Ensuite, nous allons faire un tour à Fashion District, où j’achète une splendide robe noire fendue. Comme d’habitude, Aurore essaye un jean dégriffé et, comme d’habitude, elle dit « ça ne me va pas ». Conneries : elle est mince, possède une petite poitrine ! C’est plus facile pour trouver des vêtements, alors que moi, avec mes seins pulpeux… Je ne comprends pas ses complexes. 
Toutefois, elle n’est pas laide, loin de là. Sa chevelure blonde s’accorde parfaitement avec son teint de porcelaine. Elle est gentille, généreuse, altruiste. Elle a déjà fait du bénévolat dans un hôpital. 
Je sais qu’elle m’envie mon assurance, mon audace, ma détermination. C’est donc nos différences qui, bizarrement, nous ont rassemblées. Les contraires s’attirent, dit-on, dans notre cas, l’adage se vérifie. 
 
À mon retour, mes parents discutent dans le salon. Ma mère demande à voir mes emplettes, alors je lui présente les deux livres. Mon père, aux yeux de lynx (ou à l’instinct protecteur de chef de meute ?) remarque un sac venant de Fashion District. J’ai beau louvoyer, rien n’y fait, il ne cède pas.
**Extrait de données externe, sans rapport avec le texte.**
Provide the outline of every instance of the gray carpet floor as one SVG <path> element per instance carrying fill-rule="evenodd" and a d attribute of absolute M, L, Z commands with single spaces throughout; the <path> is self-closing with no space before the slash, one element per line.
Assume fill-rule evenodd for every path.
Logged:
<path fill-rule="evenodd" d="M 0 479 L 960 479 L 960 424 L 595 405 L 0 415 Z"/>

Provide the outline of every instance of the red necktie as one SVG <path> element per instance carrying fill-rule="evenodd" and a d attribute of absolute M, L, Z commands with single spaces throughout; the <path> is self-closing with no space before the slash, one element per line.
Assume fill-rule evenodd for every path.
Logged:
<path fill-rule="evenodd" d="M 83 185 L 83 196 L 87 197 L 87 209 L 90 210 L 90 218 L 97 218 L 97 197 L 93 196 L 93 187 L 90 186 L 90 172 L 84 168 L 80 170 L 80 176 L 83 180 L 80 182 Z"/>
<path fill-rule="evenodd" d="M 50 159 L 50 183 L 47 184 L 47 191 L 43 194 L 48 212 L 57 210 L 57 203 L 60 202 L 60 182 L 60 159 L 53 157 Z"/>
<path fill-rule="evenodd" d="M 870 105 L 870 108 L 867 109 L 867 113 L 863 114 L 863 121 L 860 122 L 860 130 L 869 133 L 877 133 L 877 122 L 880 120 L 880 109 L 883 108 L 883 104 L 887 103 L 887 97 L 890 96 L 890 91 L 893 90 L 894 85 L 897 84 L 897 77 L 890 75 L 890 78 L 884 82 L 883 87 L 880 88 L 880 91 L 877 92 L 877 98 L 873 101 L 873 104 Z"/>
Je ne voulais pas montrer la robe parce que je sais que mon père désapprouverait : il juge ma façon de m’habiller provocante. Il ne veut pas que je tombe enceinte avant ma majorité… Car ils sont devenus parents très tôt : vingt-trois ans pour mon père, vingt-deux ans pour ma mère. Maman m’a raconté qu’ils avaient tiré le diable par la queue, et le père de ma mère s’était opposé à leur relation.
« Nous ne voulons pas que tu vives les mêmes difficultés que nous. Ne commets pas la même erreur que nous ». 
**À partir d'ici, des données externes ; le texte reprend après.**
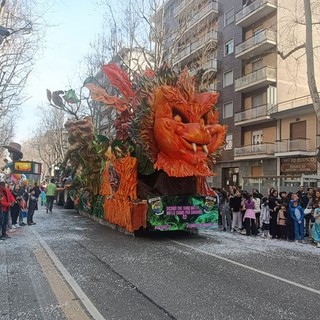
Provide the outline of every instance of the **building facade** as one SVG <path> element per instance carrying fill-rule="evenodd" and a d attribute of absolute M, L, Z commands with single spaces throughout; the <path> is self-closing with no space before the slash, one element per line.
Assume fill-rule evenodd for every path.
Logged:
<path fill-rule="evenodd" d="M 296 22 L 303 0 L 182 0 L 163 8 L 167 59 L 199 76 L 203 89 L 220 93 L 220 123 L 228 133 L 209 182 L 263 192 L 318 185 L 320 129 L 305 49 L 286 56 L 305 42 L 305 27 Z"/>

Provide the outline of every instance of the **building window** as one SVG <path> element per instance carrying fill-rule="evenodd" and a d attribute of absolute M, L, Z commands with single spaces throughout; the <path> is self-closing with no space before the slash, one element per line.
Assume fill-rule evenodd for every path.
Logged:
<path fill-rule="evenodd" d="M 264 104 L 264 95 L 258 94 L 252 97 L 252 108 L 260 107 Z"/>
<path fill-rule="evenodd" d="M 290 139 L 306 139 L 307 138 L 307 123 L 299 121 L 290 123 Z"/>
<path fill-rule="evenodd" d="M 258 59 L 252 62 L 252 71 L 258 71 L 263 68 L 263 61 L 262 59 Z"/>
<path fill-rule="evenodd" d="M 252 144 L 257 145 L 263 142 L 262 130 L 252 131 Z"/>
<path fill-rule="evenodd" d="M 262 130 L 252 131 L 252 150 L 251 152 L 263 151 L 263 132 Z"/>
<path fill-rule="evenodd" d="M 231 8 L 224 13 L 224 26 L 229 25 L 233 21 L 234 21 L 234 8 Z"/>
<path fill-rule="evenodd" d="M 233 70 L 230 70 L 223 74 L 223 87 L 227 87 L 233 84 Z"/>
<path fill-rule="evenodd" d="M 252 166 L 251 167 L 251 177 L 261 177 L 263 176 L 262 166 Z"/>
<path fill-rule="evenodd" d="M 226 135 L 226 150 L 232 150 L 232 134 Z"/>
<path fill-rule="evenodd" d="M 233 102 L 228 102 L 223 105 L 223 119 L 233 116 Z"/>
<path fill-rule="evenodd" d="M 227 56 L 228 54 L 233 53 L 233 51 L 234 51 L 234 45 L 233 45 L 233 39 L 232 39 L 227 41 L 224 44 L 224 55 Z"/>

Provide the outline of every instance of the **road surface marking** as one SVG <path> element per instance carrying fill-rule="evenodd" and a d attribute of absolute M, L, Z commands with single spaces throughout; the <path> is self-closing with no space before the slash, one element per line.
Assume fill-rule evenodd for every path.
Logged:
<path fill-rule="evenodd" d="M 239 267 L 242 267 L 242 268 L 245 268 L 245 269 L 248 269 L 248 270 L 251 270 L 251 271 L 260 273 L 260 274 L 263 274 L 264 276 L 267 276 L 267 277 L 270 277 L 270 278 L 273 278 L 273 279 L 276 279 L 276 280 L 279 280 L 279 281 L 282 281 L 282 282 L 291 284 L 291 285 L 296 286 L 296 287 L 298 287 L 298 288 L 302 288 L 302 289 L 304 289 L 304 290 L 307 290 L 307 291 L 310 291 L 310 292 L 313 292 L 313 293 L 316 293 L 316 294 L 319 294 L 319 295 L 320 295 L 320 290 L 316 290 L 316 289 L 314 289 L 314 288 L 307 287 L 307 286 L 304 286 L 304 285 L 302 285 L 302 284 L 299 284 L 299 283 L 296 283 L 296 282 L 293 282 L 293 281 L 290 281 L 290 280 L 287 280 L 287 279 L 278 277 L 278 276 L 276 276 L 276 275 L 274 275 L 274 274 L 272 274 L 272 273 L 268 273 L 268 272 L 265 272 L 265 271 L 262 271 L 262 270 L 259 270 L 259 269 L 256 269 L 256 268 L 247 266 L 247 265 L 242 264 L 242 263 L 240 263 L 240 262 L 236 262 L 236 261 L 230 260 L 230 259 L 228 259 L 228 258 L 224 258 L 224 257 L 218 256 L 218 255 L 216 255 L 216 254 L 214 254 L 214 253 L 210 253 L 210 252 L 207 252 L 207 251 L 204 251 L 204 250 L 195 248 L 195 247 L 193 247 L 193 246 L 189 246 L 189 245 L 184 244 L 184 243 L 179 242 L 179 241 L 175 241 L 175 240 L 170 240 L 170 241 L 173 242 L 173 243 L 176 243 L 176 244 L 178 244 L 178 245 L 180 245 L 180 246 L 183 246 L 183 247 L 192 249 L 192 250 L 194 250 L 194 251 L 198 251 L 198 252 L 203 253 L 203 254 L 206 254 L 206 255 L 208 255 L 208 256 L 211 256 L 211 257 L 220 259 L 220 260 L 225 261 L 225 262 L 232 263 L 232 264 L 234 264 L 234 265 L 236 265 L 236 266 L 239 266 Z"/>
<path fill-rule="evenodd" d="M 93 317 L 95 320 L 106 320 L 102 314 L 99 312 L 99 310 L 93 305 L 93 303 L 90 301 L 90 299 L 87 297 L 87 295 L 82 291 L 76 280 L 72 278 L 68 270 L 63 266 L 61 261 L 58 259 L 58 257 L 55 255 L 55 253 L 50 249 L 50 247 L 47 245 L 47 243 L 42 239 L 40 234 L 32 230 L 33 234 L 36 236 L 37 240 L 40 242 L 56 268 L 61 272 L 64 279 L 68 282 L 74 293 L 78 296 L 78 298 L 81 300 L 82 304 L 86 308 L 86 310 L 89 312 L 89 314 Z M 82 319 L 82 318 L 78 318 Z"/>
<path fill-rule="evenodd" d="M 34 250 L 40 267 L 47 278 L 50 287 L 55 294 L 62 312 L 68 320 L 90 320 L 84 308 L 75 295 L 72 293 L 62 275 L 52 264 L 52 261 L 43 249 Z"/>

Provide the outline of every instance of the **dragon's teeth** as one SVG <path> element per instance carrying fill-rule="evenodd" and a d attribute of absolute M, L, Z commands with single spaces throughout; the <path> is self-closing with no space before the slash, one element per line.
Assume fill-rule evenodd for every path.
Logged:
<path fill-rule="evenodd" d="M 203 149 L 203 151 L 204 151 L 206 154 L 209 153 L 209 150 L 208 150 L 208 147 L 207 147 L 206 144 L 202 145 L 202 149 Z"/>

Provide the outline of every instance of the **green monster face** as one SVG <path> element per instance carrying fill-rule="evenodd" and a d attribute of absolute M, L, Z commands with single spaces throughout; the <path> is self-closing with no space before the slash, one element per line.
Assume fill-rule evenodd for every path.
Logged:
<path fill-rule="evenodd" d="M 152 211 L 156 216 L 160 216 L 164 213 L 163 204 L 160 198 L 152 198 L 149 201 L 151 202 Z"/>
Je n’ai pas l’intention d’avoir un môme avant mes dix-huit ans ! Je ne suis pas folle. Papa s’indigne : cette tenue lui déplaît fortement. Quant à maman, maligne, elle y voit une occasion de me l’emprunter un jour. Elle conclut la discussion en rappelant mes notes excellentes. Monsieur Cyrus est bien obligé de s’incliner face à cette vérité !
 
9 septembre 1994
 
Aujourd’hui, pas d’avancée sur mon roman. Je laisse mon cerveau décompresser.  
 
12 h 30. Attablées sur la terrasse, près de la piscine, ma mère et moi regardons mon père cuire la viande de porc. Chaque dimanche, pendant la belle saison, c’est le traditionnel barbecue des Cyrus. 
 
— C’est le dernier de la saison, dit-il. 
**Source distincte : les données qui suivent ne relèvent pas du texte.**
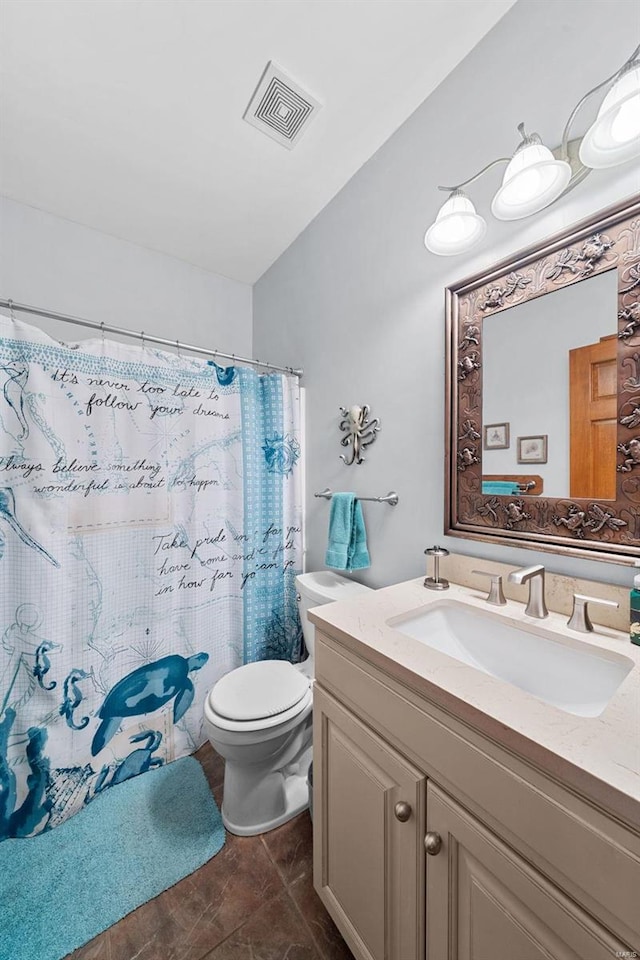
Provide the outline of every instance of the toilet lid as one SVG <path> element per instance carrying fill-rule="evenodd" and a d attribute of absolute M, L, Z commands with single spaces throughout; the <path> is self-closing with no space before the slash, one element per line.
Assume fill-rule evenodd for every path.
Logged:
<path fill-rule="evenodd" d="M 218 680 L 209 703 L 229 720 L 260 720 L 290 710 L 308 689 L 309 678 L 288 660 L 261 660 Z"/>

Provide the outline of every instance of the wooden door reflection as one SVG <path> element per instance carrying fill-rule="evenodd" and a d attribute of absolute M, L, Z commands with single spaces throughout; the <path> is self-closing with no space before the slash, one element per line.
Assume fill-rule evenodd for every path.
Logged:
<path fill-rule="evenodd" d="M 570 496 L 616 499 L 617 337 L 569 351 Z"/>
— Je déteste ça, soupire ma mère. Cela signifie que les beaux jours sont finis.
— En Californie, les jours sont toujours beaux, dit-il.
 
Papa s’efforce de toujours voir le côté positif de la situation. Ma mère oublie vite sa déception en lorgnant sans vergogne son époux : elle ne peut quitter ses yeux de sa chevelure blonde souple, son visage viril, son corps parfait. Il porte un jean qui… euh, le met particulièrement en valeur. Tous les matins, il court dans le quartier pour garder la forme. Mes parents sont encore jeunes et séduisants, j’ai toujours l’impression qu’ils vont se sauter l’un sur l’autre. 
Mon père retourne les BBQ Ribs sur le grill et, lorsqu’elles sont cuites, les dépose sur un plat. Puis il nous rejoint à table.
 
— Piper, tu as fait un véritable festin, remarque-t-il.
— C’est pour clore la saison des barbecues en beauté, répond-elle.
— La beauté ne quitte jamais cette maison…
 
En effet, maman s’est surpassée : sur la table s’étalent des smoothies aux carottes, tomates, concombres, salades césar, macaroni et fromage… C'est à la fois appétissant et nourrissant. Seul mon père, sait faire cuire les grillades aussi parfaitement ! Je me régale également de corn bread. Hé oui, les Américains savent cuisiner ! Et, pour les desserts, c’est cheesecake et muffins. 
Question nourriture… et ligne, je suis une chanceuse : comme mes parents, je peux manger en grande quantité sans grossir. C’est pour ça que, à trente-quatre ans, elle fait encore une taille 4 2 , comme moi. Nous mangeons chacun avec plaisir. La gourmandise,  mon péché mignon, j’y succombe sans scrupule. Si vous aviez l’occasion de déguster le cheesecake de maman, vous comprendriez ! Il est divin, d’une légèreté incomparable, il fond sous la bouche…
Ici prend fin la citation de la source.